David Bryce. 1874. Scottish Baronial. 2 storey central
block with single storey wings linking projecting terminal
wings, flanked by circular turrets. Snecked rubble with
ashlar dressings. Main block, 3 bays with central door
flanked by narrow lights, 1 window in each flanking bay,
3 windows to 1st floor, central with wall-head gable,
outer bays with prominent crowstepped gables.
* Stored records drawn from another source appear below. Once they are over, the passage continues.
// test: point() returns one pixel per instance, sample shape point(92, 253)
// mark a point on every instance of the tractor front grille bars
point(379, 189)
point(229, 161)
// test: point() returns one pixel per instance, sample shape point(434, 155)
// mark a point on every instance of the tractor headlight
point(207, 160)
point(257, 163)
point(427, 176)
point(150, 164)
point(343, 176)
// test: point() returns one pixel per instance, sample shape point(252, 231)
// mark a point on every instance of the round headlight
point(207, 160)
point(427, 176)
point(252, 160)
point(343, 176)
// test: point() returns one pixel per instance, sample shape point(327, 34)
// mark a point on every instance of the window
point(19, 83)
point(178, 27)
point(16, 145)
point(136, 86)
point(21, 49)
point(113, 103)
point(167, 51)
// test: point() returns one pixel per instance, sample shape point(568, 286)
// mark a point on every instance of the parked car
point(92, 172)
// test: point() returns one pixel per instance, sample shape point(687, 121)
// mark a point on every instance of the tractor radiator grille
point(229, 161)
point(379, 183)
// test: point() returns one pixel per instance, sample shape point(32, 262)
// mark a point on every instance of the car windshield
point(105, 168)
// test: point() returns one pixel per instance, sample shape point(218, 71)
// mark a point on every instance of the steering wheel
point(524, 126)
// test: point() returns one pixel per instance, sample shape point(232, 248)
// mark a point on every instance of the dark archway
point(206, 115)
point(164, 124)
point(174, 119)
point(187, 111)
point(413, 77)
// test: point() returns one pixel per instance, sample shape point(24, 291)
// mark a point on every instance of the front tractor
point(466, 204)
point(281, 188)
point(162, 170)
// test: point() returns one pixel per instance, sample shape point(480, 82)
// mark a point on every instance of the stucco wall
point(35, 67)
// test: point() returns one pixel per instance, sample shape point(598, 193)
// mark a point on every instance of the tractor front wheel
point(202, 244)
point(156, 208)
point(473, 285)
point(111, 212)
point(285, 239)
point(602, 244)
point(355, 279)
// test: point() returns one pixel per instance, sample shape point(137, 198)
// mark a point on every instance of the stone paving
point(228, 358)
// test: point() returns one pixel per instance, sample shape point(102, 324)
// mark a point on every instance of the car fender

Straight
skews and slate roof. 1 window in linking bays, and 1 in
gable end of projecting wings. Turrets with 3 narrow
lights to ground and 1st floors; capped with conical
fishscale slate roofs, with iron finials. Modern ward
extensions at rear.
Statement of Special Interest
A good example of a purpose built hospital designed by a prominent Scottish architect surviving in its original form with a fine symmetrical facade. The hopsital was built concurrent with the construction of the major project of the New Edinburgh Royal Infirmary 1870-9 also by Bryce and appears to be a much scaled down version in the same style,
The foundation stone was laid by Lady Lockhart on the 28th November 1874 and it was known as the Lockhart Hospital when it was first opened becoming the William Smellie Memorial Hospital at a later stage. It was used as a hospital for over 100 years until it closed in 1992. The building was redeveloped into 6 residential units in the mid 1990s.
Statutory address updated 2011. Notes and references updated 2012.